The first thing we need to do is try and establish control over our environment. Think about ways to create boundaries around where you work at home to deliberately separate yourself from family life while you work if that is possible. You may also think about cute ways of letting family members who are old enough to understand that, while you are at home physically, you are mentally at work. Help them understand that the continuous collision of those two worlds is distracting and difficult to manage.

Another important tactic may be to recognize changes in work patterns that help you focus on the differences in how you work instead of what you are working on. While the tasks remain the same mostly, the technology, tools and territory in which you are performing the work have likely all changed.
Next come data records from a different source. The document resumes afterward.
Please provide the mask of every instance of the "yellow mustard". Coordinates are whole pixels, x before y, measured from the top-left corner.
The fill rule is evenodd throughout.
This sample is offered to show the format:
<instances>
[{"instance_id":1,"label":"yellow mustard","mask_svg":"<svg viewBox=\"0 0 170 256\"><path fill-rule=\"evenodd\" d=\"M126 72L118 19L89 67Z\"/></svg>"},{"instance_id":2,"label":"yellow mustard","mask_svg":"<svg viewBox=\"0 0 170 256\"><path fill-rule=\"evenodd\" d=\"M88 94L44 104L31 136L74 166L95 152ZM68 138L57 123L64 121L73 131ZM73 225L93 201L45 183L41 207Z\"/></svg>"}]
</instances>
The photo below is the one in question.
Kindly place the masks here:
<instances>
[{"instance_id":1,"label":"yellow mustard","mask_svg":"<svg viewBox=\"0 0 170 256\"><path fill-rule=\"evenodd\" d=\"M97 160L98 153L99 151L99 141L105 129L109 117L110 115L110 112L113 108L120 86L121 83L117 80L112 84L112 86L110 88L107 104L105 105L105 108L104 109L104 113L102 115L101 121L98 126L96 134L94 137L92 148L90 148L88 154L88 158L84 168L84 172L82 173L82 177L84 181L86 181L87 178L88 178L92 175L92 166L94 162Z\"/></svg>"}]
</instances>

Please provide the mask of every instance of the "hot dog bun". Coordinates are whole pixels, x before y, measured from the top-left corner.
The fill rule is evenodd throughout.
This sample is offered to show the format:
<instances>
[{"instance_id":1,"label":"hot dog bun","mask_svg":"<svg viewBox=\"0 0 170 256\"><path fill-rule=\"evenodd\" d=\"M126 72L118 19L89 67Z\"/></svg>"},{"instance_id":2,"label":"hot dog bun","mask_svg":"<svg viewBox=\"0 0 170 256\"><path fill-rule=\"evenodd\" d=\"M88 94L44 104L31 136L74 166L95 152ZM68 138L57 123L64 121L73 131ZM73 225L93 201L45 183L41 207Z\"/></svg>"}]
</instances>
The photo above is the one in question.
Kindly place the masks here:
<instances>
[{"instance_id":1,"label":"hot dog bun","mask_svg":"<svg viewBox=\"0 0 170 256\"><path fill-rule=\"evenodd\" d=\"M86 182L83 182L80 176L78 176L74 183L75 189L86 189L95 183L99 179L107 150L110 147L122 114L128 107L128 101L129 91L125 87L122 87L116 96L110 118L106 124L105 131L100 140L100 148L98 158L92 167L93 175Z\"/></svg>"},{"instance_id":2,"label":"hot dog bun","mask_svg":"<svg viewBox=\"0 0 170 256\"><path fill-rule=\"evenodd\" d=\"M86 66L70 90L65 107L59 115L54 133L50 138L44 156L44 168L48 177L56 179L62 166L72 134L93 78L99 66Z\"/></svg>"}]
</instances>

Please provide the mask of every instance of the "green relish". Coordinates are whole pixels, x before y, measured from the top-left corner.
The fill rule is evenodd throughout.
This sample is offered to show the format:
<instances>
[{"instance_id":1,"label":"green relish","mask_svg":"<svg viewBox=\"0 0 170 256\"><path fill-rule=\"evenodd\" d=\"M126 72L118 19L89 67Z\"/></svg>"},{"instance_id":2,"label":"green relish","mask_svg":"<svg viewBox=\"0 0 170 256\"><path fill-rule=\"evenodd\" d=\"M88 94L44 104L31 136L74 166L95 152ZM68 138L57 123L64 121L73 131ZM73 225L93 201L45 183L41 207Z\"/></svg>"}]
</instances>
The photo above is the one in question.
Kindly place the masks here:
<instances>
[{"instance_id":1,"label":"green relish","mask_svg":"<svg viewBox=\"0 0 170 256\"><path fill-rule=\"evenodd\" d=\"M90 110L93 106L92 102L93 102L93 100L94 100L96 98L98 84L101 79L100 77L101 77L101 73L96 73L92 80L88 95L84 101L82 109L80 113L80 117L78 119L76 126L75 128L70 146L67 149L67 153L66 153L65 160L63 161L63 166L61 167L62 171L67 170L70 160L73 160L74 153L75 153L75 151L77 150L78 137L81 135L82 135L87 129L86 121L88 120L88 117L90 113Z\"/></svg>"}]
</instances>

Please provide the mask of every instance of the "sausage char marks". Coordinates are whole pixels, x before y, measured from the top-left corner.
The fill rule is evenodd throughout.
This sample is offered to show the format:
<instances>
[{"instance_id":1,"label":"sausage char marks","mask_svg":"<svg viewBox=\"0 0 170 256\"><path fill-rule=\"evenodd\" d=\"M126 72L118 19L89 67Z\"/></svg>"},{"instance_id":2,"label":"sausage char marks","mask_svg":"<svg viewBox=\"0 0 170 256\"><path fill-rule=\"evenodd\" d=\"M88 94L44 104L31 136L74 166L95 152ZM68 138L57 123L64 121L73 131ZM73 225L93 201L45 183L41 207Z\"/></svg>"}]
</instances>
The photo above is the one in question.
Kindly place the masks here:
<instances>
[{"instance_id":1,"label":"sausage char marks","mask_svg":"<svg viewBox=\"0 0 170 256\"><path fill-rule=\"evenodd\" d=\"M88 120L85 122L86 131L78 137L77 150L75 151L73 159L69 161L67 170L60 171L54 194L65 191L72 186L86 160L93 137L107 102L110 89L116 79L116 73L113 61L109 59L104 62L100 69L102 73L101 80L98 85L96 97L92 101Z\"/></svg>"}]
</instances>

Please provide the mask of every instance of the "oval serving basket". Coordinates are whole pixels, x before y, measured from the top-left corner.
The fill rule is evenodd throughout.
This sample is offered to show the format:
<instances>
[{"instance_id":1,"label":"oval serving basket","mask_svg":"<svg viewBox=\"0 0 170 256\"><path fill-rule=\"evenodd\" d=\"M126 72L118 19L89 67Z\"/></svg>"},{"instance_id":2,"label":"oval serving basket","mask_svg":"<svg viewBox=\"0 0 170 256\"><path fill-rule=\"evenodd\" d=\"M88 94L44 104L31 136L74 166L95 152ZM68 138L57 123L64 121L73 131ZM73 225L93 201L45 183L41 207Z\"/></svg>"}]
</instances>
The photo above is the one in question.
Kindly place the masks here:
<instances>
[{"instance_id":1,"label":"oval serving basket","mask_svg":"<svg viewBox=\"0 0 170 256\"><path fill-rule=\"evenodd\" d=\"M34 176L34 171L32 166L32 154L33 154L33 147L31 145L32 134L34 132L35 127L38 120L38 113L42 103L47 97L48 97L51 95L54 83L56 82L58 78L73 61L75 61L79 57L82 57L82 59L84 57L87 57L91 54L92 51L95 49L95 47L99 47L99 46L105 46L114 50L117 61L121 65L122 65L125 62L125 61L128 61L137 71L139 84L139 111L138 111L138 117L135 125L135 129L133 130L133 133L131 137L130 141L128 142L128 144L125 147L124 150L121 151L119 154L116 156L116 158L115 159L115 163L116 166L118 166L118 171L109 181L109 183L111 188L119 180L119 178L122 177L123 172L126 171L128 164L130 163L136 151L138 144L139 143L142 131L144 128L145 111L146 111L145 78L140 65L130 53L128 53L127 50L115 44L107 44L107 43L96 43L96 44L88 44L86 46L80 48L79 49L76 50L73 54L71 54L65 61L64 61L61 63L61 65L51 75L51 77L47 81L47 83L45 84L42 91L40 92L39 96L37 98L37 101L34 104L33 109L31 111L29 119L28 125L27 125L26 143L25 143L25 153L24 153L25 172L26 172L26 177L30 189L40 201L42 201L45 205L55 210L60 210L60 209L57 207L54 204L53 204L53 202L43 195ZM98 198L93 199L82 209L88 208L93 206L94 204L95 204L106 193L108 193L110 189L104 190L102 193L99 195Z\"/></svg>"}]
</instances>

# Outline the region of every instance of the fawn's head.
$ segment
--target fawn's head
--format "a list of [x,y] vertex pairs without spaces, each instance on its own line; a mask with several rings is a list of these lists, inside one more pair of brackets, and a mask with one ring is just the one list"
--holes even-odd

What are you doing, in partnership with your company, to alter expectations about workflows, deadlines, and methods of collaborating that can facilitate doing remote work differently?

Finally, during thousands of hours of applied research, cyberconIQ has learned that each of us behaves differently online. This is a part of our personality and it defines our instincts and impulses online. Because we are working from home – or living at work – most of us will be spending more time online. We believe that foreknowledge of how we are vulnerable online due to our personality is valuable and can help us protect ourselves and develop new habits and patterns to adapt better to these new circumstances. We also believe that organizations have to support employees by providing opportunities to learn more about remote working and its implications on cybersecurity. You can find out more about both of these by visiting us at cyberconIQ.com to get more insight into that.

But that thought brings me around to why bother writing about this in October of all months? The very month we focus on cybersecurity. Well…because I think that Cybersecurity Awareness month is potentially another trap for most of us. During this month, everyone will be bombarded with messages about cybersecurity awareness, including my own company! For marketing purposes, we must participate actively or be displaced by competitors do. However, our brand never thinks about improving cybersecurity awareness as a single event but as a continuous educational process. We don’t just need to think about this in October but actually from November through September too! But, we must not become anxious and let it overwhelm us. Instead, we need to find ways to feel empowered and safer online by successfully adapting to these new circumstances.

To accomplish that, we all need to help each other out by understanding our own vulnerabilities, feelings, and personal responses to this “new normal” we are all experiencing right now. Because, despite its name, it is not normal so much as it is new. And as with all such abrupt changes in human history, we need time to adapt to this together and to establish new social norms that will help guide us to accomplishing what we all need to overtime. Don’t be rushed – it won’t help. Instead, reflect on yourself and then refine your own responses to this and then reclaim home and stop living at work!